Las vocales, dispuestas siempre, acatan la orden con celeridad; las consonantes no tanto. Discuten entre ellas y remolonean, no les gusta que les manden y, menos, una igual. Al final, consienten, e inician el desfile, ante la sorprendida o y la risueña u, que las mira con descaro.

La l y la ll, espigadas y orgullosas; la n, andando rápido para pillar a la m; la q, que renquea de una pierna, se apoya en la p que cojea de la contraría, formando un buen tándem y la s se contonea como una chica con tacones altos.

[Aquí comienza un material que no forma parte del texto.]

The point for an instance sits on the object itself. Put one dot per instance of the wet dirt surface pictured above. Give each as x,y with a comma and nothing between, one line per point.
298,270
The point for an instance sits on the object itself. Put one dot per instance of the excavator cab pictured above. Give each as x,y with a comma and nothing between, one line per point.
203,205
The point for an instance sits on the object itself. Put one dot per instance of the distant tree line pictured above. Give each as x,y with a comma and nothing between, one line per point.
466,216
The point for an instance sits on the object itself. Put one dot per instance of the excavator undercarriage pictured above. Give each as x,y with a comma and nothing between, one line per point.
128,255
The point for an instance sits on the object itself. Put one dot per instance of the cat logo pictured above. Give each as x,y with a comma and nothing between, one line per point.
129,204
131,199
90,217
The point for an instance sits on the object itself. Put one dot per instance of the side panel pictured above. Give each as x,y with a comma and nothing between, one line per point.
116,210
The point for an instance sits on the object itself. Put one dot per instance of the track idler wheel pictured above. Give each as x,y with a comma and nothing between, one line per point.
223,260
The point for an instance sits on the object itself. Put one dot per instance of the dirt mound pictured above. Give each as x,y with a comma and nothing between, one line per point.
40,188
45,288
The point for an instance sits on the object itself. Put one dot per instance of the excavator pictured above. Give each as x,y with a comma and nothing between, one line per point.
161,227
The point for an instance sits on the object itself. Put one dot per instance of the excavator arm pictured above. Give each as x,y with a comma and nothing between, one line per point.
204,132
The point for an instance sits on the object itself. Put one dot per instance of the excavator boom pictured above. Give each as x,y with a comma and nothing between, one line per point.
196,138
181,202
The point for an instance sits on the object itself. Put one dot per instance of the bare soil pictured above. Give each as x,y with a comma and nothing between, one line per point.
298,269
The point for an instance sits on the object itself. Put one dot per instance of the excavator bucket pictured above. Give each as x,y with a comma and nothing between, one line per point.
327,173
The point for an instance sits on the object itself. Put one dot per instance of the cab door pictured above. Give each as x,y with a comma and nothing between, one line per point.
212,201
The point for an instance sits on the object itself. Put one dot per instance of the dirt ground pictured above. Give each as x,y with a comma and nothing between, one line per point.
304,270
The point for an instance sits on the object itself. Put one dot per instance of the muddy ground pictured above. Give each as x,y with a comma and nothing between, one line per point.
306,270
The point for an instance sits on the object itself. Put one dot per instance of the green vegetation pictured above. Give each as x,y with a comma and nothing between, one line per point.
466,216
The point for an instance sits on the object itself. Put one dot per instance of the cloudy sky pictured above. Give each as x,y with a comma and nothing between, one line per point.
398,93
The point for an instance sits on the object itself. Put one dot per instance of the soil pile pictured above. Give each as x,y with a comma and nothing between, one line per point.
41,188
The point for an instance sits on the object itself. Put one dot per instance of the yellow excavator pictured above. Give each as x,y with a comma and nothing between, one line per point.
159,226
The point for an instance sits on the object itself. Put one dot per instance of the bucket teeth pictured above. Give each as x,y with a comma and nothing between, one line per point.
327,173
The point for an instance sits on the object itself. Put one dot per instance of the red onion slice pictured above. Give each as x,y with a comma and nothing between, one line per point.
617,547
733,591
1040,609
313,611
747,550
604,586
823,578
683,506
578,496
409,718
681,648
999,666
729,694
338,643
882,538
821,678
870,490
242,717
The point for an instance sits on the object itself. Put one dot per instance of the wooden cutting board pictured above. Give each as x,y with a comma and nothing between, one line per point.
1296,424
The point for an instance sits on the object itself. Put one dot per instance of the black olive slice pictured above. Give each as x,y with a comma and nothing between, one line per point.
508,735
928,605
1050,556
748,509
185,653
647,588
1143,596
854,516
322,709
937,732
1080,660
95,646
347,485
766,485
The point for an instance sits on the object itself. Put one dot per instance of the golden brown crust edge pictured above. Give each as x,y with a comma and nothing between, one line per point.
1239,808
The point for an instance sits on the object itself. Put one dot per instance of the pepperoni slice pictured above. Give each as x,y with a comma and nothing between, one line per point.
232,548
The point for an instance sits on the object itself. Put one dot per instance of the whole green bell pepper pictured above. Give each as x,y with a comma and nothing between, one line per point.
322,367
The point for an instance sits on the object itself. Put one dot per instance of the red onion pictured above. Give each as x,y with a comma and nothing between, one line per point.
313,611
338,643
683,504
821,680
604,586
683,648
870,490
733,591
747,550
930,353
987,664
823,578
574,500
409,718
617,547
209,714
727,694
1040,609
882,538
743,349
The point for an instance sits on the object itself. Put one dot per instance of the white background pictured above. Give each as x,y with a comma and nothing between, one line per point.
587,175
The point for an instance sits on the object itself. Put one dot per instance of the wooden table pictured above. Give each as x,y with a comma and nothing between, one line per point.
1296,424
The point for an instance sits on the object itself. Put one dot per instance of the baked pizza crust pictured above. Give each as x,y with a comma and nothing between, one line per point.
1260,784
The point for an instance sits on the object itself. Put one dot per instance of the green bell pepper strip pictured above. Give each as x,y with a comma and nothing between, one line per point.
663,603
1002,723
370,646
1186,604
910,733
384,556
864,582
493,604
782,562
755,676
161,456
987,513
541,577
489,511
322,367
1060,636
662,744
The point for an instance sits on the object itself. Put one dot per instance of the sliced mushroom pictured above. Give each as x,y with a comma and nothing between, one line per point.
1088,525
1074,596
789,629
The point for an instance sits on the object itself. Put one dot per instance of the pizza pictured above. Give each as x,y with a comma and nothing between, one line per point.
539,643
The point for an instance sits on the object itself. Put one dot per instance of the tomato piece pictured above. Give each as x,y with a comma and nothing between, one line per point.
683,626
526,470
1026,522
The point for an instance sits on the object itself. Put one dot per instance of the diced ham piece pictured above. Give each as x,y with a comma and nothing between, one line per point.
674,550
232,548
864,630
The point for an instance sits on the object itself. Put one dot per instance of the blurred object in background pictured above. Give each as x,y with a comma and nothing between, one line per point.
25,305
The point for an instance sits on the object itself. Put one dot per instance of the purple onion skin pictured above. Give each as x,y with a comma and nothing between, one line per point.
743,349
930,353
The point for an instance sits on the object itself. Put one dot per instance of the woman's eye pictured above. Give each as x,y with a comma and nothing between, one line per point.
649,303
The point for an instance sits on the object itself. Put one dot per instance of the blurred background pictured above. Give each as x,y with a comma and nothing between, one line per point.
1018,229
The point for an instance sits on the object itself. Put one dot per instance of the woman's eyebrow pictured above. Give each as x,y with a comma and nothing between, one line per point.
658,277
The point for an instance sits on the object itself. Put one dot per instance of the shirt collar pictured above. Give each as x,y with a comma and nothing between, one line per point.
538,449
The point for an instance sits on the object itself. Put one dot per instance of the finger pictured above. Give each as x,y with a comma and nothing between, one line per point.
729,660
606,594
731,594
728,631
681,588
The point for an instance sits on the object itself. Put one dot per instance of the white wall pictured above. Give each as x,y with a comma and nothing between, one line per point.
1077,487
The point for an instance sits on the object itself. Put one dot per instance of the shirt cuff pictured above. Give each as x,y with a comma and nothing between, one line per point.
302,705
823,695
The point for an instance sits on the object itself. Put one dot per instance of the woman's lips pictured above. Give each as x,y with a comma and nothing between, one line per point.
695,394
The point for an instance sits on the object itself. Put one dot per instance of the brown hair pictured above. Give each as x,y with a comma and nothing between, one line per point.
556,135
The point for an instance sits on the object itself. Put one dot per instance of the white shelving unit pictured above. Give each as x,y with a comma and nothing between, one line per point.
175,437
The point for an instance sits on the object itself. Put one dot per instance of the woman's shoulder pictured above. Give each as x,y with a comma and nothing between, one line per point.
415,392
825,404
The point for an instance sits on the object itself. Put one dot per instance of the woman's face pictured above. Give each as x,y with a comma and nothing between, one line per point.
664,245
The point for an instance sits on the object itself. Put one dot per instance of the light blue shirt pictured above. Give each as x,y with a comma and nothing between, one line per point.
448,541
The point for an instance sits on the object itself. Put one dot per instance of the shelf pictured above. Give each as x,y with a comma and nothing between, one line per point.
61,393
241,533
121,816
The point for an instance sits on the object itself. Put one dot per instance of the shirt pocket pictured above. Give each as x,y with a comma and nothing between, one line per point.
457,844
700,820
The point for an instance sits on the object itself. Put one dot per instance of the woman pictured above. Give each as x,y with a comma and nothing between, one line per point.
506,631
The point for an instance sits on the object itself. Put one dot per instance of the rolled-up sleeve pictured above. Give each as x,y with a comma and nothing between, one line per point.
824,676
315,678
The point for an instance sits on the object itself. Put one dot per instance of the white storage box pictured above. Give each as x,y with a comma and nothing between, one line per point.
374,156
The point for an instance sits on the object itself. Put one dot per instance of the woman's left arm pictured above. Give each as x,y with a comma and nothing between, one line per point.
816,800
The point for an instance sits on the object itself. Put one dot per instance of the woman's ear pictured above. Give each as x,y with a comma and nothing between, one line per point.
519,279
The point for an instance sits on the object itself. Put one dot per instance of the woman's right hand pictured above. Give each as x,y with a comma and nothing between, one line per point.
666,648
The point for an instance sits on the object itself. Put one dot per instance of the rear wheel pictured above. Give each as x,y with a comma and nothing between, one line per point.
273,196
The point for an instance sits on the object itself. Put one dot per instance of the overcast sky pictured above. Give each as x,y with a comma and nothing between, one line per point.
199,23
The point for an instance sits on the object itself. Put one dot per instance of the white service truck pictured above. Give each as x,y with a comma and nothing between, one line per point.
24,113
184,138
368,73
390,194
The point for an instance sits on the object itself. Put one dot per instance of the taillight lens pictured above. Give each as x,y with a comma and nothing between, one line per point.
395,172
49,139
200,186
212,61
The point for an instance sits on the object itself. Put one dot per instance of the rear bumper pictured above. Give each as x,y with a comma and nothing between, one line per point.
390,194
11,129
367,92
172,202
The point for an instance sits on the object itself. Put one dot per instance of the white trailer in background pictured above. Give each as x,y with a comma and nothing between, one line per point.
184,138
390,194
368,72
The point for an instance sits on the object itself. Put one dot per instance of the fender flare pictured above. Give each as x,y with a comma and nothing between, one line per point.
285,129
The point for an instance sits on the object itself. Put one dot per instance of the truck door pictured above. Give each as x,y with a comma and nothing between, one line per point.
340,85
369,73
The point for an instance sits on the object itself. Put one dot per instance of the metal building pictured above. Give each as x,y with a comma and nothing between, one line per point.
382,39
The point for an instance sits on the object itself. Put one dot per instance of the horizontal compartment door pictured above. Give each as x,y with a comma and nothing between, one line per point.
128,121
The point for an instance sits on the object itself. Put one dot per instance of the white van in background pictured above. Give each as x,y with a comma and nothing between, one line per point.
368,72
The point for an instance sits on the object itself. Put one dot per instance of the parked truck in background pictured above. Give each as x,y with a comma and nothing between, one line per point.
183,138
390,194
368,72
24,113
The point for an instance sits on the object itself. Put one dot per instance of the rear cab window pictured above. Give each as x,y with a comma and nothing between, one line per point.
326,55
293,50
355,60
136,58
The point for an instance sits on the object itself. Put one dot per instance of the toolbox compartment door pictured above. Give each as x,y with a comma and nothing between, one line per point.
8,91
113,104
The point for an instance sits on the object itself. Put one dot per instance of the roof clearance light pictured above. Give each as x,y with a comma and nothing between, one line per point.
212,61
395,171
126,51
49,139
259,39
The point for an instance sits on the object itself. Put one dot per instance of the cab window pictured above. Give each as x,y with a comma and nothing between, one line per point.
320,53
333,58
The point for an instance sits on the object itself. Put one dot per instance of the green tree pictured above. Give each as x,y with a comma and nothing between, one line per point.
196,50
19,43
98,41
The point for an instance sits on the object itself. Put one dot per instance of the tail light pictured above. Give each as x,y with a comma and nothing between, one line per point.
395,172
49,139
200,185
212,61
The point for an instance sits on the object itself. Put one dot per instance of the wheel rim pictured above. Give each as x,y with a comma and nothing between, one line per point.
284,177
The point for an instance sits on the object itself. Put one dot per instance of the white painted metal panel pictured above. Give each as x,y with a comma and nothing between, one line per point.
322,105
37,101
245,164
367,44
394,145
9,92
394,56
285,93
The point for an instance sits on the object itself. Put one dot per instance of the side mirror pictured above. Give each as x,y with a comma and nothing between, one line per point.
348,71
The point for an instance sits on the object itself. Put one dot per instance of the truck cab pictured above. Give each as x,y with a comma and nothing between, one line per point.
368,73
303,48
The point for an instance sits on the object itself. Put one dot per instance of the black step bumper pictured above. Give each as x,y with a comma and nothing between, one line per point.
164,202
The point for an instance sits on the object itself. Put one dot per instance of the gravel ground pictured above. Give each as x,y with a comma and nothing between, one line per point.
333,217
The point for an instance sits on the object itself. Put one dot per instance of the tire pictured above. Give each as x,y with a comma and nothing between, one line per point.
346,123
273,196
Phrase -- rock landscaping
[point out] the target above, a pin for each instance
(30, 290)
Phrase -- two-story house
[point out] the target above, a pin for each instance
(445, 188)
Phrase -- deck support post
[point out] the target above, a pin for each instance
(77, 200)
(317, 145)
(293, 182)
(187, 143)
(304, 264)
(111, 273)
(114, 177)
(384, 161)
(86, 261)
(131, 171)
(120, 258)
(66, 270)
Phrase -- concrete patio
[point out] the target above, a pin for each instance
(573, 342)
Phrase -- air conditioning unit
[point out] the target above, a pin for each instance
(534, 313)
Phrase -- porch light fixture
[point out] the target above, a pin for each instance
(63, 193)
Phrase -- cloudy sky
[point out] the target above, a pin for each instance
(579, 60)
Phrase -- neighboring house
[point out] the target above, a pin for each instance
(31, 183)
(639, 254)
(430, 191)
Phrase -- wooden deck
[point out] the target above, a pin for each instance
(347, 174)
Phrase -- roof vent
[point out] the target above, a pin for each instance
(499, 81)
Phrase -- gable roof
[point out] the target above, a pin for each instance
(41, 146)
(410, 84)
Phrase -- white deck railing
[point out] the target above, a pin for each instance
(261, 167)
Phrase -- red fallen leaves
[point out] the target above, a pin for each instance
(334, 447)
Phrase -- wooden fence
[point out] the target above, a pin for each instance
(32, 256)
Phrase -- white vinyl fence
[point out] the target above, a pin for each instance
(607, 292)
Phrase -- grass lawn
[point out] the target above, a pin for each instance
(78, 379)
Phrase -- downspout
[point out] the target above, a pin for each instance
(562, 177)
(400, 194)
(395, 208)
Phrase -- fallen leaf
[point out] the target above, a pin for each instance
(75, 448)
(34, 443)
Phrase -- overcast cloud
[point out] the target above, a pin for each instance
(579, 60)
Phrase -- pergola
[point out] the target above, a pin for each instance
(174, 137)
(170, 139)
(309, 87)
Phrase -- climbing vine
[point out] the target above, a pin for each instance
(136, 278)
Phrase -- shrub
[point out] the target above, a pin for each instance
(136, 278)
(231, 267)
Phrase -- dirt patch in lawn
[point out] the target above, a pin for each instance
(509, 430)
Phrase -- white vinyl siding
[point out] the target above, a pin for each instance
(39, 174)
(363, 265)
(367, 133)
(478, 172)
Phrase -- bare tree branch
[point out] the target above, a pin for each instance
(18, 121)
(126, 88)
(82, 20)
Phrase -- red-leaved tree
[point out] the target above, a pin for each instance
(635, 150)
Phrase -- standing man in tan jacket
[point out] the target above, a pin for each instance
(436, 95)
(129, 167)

Una tras otra enfilan hacia el tercer pupitre de la derecha, ahí es el lugar de encuentro, el cuaderno de Mateo. Cuando llegan, cada una de ellas realiza su cometido. Primero se mezclan, luego se agrupan en palabras y a la orden de: ¡Ya!, todas comienzan a  dejar su impronta ayudadas por el mordisqueado lápiz, su fiel amigo.

Antes de que sol aparezca, el trabajo está realizado y las letras regresan a su lugar de descanso. Esto lo hacen siempre que hay alguna tarea para realizar en casa.

Mateo no puede llevarse el cuaderno. Cuando su padre llega de la taberna, harto de vino, siempre la toma con él. Si, además, lo ve haciendo tareas lo llama sabiondo y se ríe de él. En más de una ocasión, cuando lo ha visto estudiando le ha roto los libros y el cuaderno. Desde entonces prefiere dejar todo en la clase.

A las nueve de la mañana la algarabía vuelve a colmar el aula. Mateo corre nervioso hasta su pupitre, lo abre y mira el cuaderno. Allí está, la tarea hecha. Sonríe y da gracias a Dios. No sabe cómo ocurre, debe ser cosa de los ángeles o de algún duende que lo cuida.

Las palabras de Rosa, su profesora, lo sacan de su ensimismamiento.

—¡Venga, niños! Vamos a ver las tareas que os mandé ayer.

Mateo obedece.

—Muy bien, Mateo, tienes una letra preciosa —le dice Rosa cuando pasa a su lado mientras le guiña un ojo.

—Se parece mucho a la de usted, profesora —susurra, Dani, el compañero de pupitre de Mateo.

—Que va, esta es menos redonda —dice Rosa, negando con la cabeza mientras se dirige al final de la clase

Mateo se queda pensando en las palabras de Dani, pero cuando mira hacia la pizarra ve cómo la ñ se quita el sombrerito y lo saluda. Entonces, sacude la cabeza, cierra los ojos y los vuelve a abrir. No es la ñ, es Rosa la que lo mira fijamente mientras habla y la que lo premia con una enorme sonrisa.

        El niño coge el lápiz y comienza a escribir, es tan feliz en el colegio que se le olvida todo. Aún quedan muchas horas hasta regresar a casa.